The tremendous growth of cloud storage systems further adds to the carbon footprint, currently accounting for 2.5% to 3.7% of greenhouse gas emissions worldwide and surpassing commercial aviation (2.4%), according to a 2022 analysis from carbon measurement software company Climatiq. 

Data center emissions are typically traced back to three factors: the electricity consumption to operate the servers, water consumption to cool them, and the equipment’s lifetime. The International Energy Agency (IEA) reports that data center outputs have increased only modestly since 2010, tracking with various energy-efficiency improvements, renewable energy purchases by IT/communications companies, and decarbonized electric grids. But still, emissions must be cut in half by 2030 to meet net-zero targets. 

 

‘Data Carbon Ladder’ Estimates CO2 Footprint in New Data Projects

In addition to the new carbon emissions calculator, the Loughborough University researchers have devised a “Data Carbon Ladder” framework to help companies/organizations diagnose their carbon footprint from data acquisition to every point along the ensuing journey. It’s a sequential process to be completed by data engineers, managers, or other analysts. 

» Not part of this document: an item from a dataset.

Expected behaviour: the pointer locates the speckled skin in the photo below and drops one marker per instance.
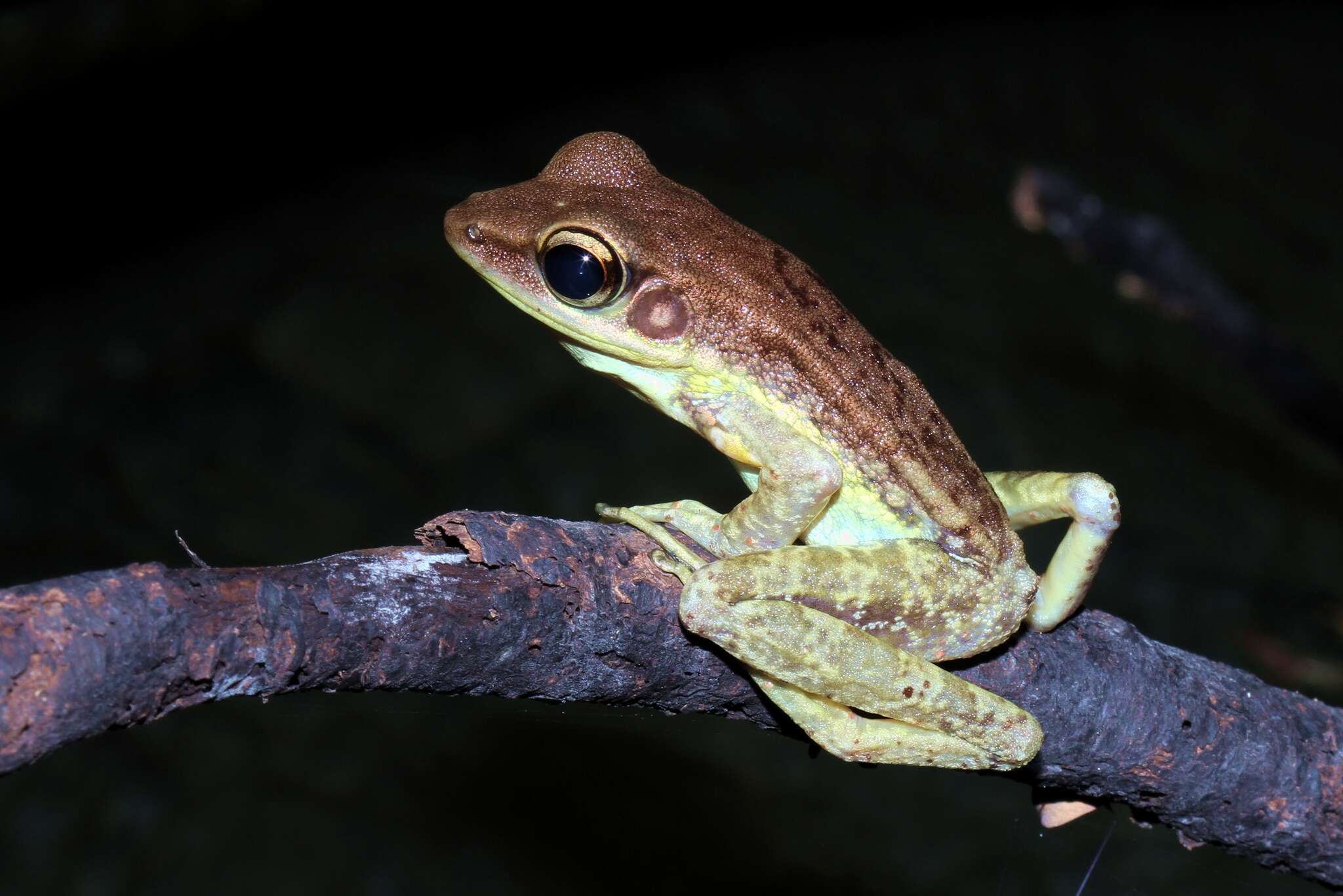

The ladder begins with the acquisition of external knowledge. Next, the assimilation of the data focuses on how it will be (dis)aggregated in line with three possible options: The user imports the new dataset, thus creating a copy adding to the carbon footprint; the user opts to keep the external data on a host server and access it remotely, which reduces the carbon footprint; and the new data can be aggregated with other datasets if required for the task. 

 

Data Carbon Ladder

The different processes in the Data Carbon Ladder. Image used courtesy of Loughborough University

 

Next, the data transformation process measures the degree of data velocity with four options: real-time data gathered, processed, and analyzed continually and available for use after being created; near real-time data offering a snapshot of historical data; batch data, processing a large volume of data simultaneously; and static data, a fixed dataset that remains unchanged after its collection. 

Then comes exploitation of the data, focusing on how the data is stored either through a host server, a data center via the company’s shared operations and equipment or on-premises storage on local hardware. Four options apply here so the user can select the type of data analytics to be performed: Descriptive (historical assessment to identify patterns), predictive (likely scenarios), prescriptive (using graph analysis, recommendation engines, simulation, and other analytics methods), and cognitive (applying human intelligence to tasks via AI algorithms, semantics, and deep and machine learning). 

 

Video used courtesy of Loughborough University

 

Jackson and Hodgkinson wrote in Knowledge Management Research & Practice that the ladder should be repeated for each new data source selected until the task, request, or minimum viable product is complete. Then, the scores of each new source can be combined for an overall CO2 emissions score, enabling organizations to gauge data-linked carbon levels at various stages. 

 

Four-Part Toolkit

The calculator and ladder tools represent two offerings in a four-part toolkit

The researchers plan to launch a “Data Carbon Scorecard” tool at an event in London on June 26. The scorecard consists of nine questions and generates an outcome in green, amber, or red, with varying levels of environmental impact and potential alternatives to reduce emissions. 

 

CO2 data heatmap

CO2 data heatmap. Image used courtesy of Loughborough University

 

A separate heatmap visualization tool (see the image above) displays data-associated CO2 hotspots in a traffic light display, offering a line-item measure of carbon emissions and benchmarking performance.